日が経つにつれて、寒さが身に沁みる今日この頃。
だからこそ、温かい紅茶で身も心も溶かさなければ、乗り切れないだろう。
「高杉の紅茶、葡萄の甘い匂いがする……でも、ベースなに?俺が知ってる紅茶の味じゃない気がする」
「烏龍茶って言ってたな。あと月桃が入ってるから、少し風味が違うんだろ」
「なるほどな〜」
「お前のは、玄米茶ベースだろ。じじぃか?」
「ハァァァ?自然の味って言ってくださいますゥ?」
ソファに並んでお茶を嗜むふたり、近藤と高杉は、先日訪ねたオリジナルブレンドティーを配合してくれるお店で頼んだ紅茶を飲み比べしていた。
そこは、軽いプロフィールといくつかの質問で、自身のイメージに基づいたブレンドティーを配合してくれるというサービスが人気のお店である。
今日はふたりとも休日。何の予定もない日。冬が一段と深まり、外出は億劫だった。それなら、特別な紅茶を淹れてゆっくり過ごそう!と近藤は意気揚々と、前日にZURAYAで漫画本を借りていた。
「お前は何借りたんだ?」
「今ドラマやってる少女漫画」
「ああ、あれか」
「続き気になっちゃってさ〜、やっぱ隆史には恵子が必要なんだって」
来週の放送内容を先に見ていいのか?とは口にせず、高杉は自身の読み進めていた小説を開いた。
「ちなみに高杉は?」
「徳茂将のSF」
「ああ、今話題のね。てか高杉って、お気に入りの作家さんしか読まないよな」
「外れがねェからな」
「へぇ」
「俺も読んでみようかな」と近藤は高杉の手元を覗こうとしたが、高杉に避けられてしまった。
「何だよケチ」
「気が散る。あとでてめェ用の本を見繕ってやるからやめろ」
「え!本当かよ!」
「ああ、絵本でいいだろ」
「俺は子供か!幼子か!」
「字見たら眠くなるって言ってたじゃねェか」
「言ってたけど〜そうじゃないじゃん!」
ぶーぶーと文句言う近藤に、分かったと言って高杉は席を離れて寝室に向かう。困惑した近藤は、文句を一旦止めて、ソファの背もたれから高杉が向かう方へ、視線と体の向きを移動させる。
待つこと数分、寝室から出てきた高杉は、自身の本とは別の一冊を、手に持ってやってきた。
「ほら、これならお前にもわかりやすいだろ」
「あ、探してくれたんだ。ありがとう!」
近藤はパッと表情を明るくして、両手でその本を受け取った。手元に収まるタイプの本、いわゆる文庫本サイズで、ページ数も少ない。確かに、簡単に読めそうだ。

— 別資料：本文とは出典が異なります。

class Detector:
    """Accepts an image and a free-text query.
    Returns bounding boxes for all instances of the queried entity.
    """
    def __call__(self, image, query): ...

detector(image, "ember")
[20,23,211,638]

近藤は、読むぞーと気合いを入れて、その本を読み始めた。高杉はそれを見届けてから、自身の読み途中だった本に目を落とした。
「結局、寝てんじゃねェか」
高杉が大体半分読み終え、休憩のために本から目を離した。静かだなと思い、隣を見ると近藤はすやすやとソファにもたれかかって寝ていたのだ。

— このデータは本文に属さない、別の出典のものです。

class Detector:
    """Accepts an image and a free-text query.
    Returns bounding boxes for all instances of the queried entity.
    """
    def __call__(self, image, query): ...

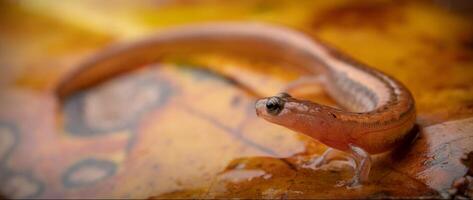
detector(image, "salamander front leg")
[340,144,371,188]
[303,147,350,169]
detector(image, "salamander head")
[255,93,299,128]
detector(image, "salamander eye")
[266,97,284,115]
[276,92,291,98]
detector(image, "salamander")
[55,23,416,186]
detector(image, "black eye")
[266,97,284,115]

完全に寝入ってる近藤の手元に、本は奇妙なバランスで収まっていた。器用というかなんというか。高杉は自身の本を机に置き、近藤の本をそっと手から外す。
開いていたページは、最後の短編だった。
気軽に読める短編がいくつか載っている本であり、高杉は最後の短編がお気に入りなのだが、生憎読んで欲しかったところまでは相手に届かなかったようだ。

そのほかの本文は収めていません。